Simple Java consumer

Properties c = new Properties();
c.put(ConsumerConfig.BOOTSTRAP_SERVERS_CONFIG, "broker1:9092,broker2:9092");
c.put(ConsumerConfig.GROUP_ID_CONFIG, "billing-service");
c.put(ConsumerConfig.KEY_DESERIALIZER_CLASS_CONFIG, "org.apache.kafka.common.serialization.StringDeserializer");
c.put(ConsumerConfig.VALUE_DESERIALIZER_CLASS_CONFIG, "org.apache.kafka.common.serialization.StringDeserializer");
c.put(ConsumerConfig.ENABLE_AUTO_COMMIT_CONFIG, "false");
c.put(ConsumerConfig.AUTO_OFFSET_RESET_CONFIG, "earliest");

try (KafkaConsumer<String,String> consumer = new KafkaConsumer<>(c)) {
  consumer.subscribe(Arrays.asList("orders"));
  while (true) {
    ConsumerRecords<String,String> records = consumer.poll(Duration.ofMillis(500));
    for (ConsumerRecord<String,String> r : records) {
      // process r.key(), r.value(), r.headers(), r.timestamp()
    }
    consumer.commitSync(); // at-least-once
  }
}

ZooKeeper and KRaft

  • ZooKeeper era (legacy):
    • Kafka stored cluster metadata (brokers, topics, ACLs) in Apache ZooKeeper.
    • A Kafka controller broker used ZooKeeper to coordinate leader elections and metadata changes.
  • KRaft (Kafka Raft) era:
    • Kafka now includes its own metadata quorum using the Raft consensus algorithm.
    • Dedicated controller nodes (or co-located mode) maintain metadata; ZooKeeper is no longer required.
    • Benefits: simpler ops, faster controller failover, better scalability for metadata.
  • Status:
    • ZooKeeper mode is deprecated; recent Kafka releases make KRaft production-ready.
    • Kafka 4.0+ removes ZooKeeper support entirely.

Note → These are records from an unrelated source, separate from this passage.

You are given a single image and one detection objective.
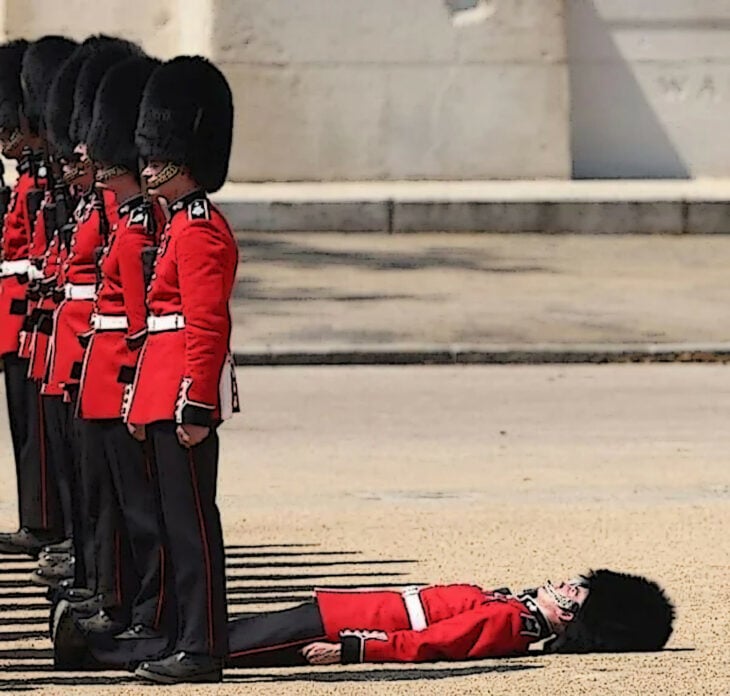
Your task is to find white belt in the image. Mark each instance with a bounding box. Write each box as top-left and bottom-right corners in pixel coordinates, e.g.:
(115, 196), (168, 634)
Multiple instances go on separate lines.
(92, 314), (129, 331)
(64, 283), (96, 300)
(147, 314), (186, 333)
(27, 264), (44, 281)
(402, 586), (427, 631)
(0, 259), (31, 277)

Plan migrations accordingly.
  • Migration:
    • There is a documented ZK-to-KRaft migration path; test thoroughly in non-prod before switching.

Operational Tips and Gotchas

  • Choose partitions deliberately: too few limits parallelism; too many increases overhead and rebalancing time.
  • Use keys for deterministic routing and compaction; avoid “hot keys” that create partition hotspots.
  • Set min.insync.replicas=2 with acks=all and RF=3 for strong durability.
  • Watch rebalances: use cooperative-sticky assignor and keep poll loops healthy.
  • Schema evolution: use a Schema Registry for Avro/Protobuf/JSON Schema to evolve contracts safely.
  • Networking: ensure client access to advertised.listeners; DNS and firewall issues are common.
  • Security: enable TLS and SASL (PLAIN, SCRAM, or OAuth) and configure ACLs.

Quick Mental Model

Think of Kafka as:

  • A persistent, distributed commit log (topics/partitions on disk),
  • With a built-in replication system (leaders/followers, ISR),
  • Exposed via a high-throughput socket API (producers/consumers),
  • Coordinated by a metadata quorum (KRaft) instead of an external ZooKeeper.

Wrapping Up

Kafka’s power comes from its simple primitives—topics, partitions, offsets—combined with strong guarantees from replication and consensus. Mastering message keys, serializers, offset commits, and group rebalancing will make your applications fast, reliable, and scalable. As the project moves fully to KRaft, operations get simpler while retaining the durability and performance Kafka is known for.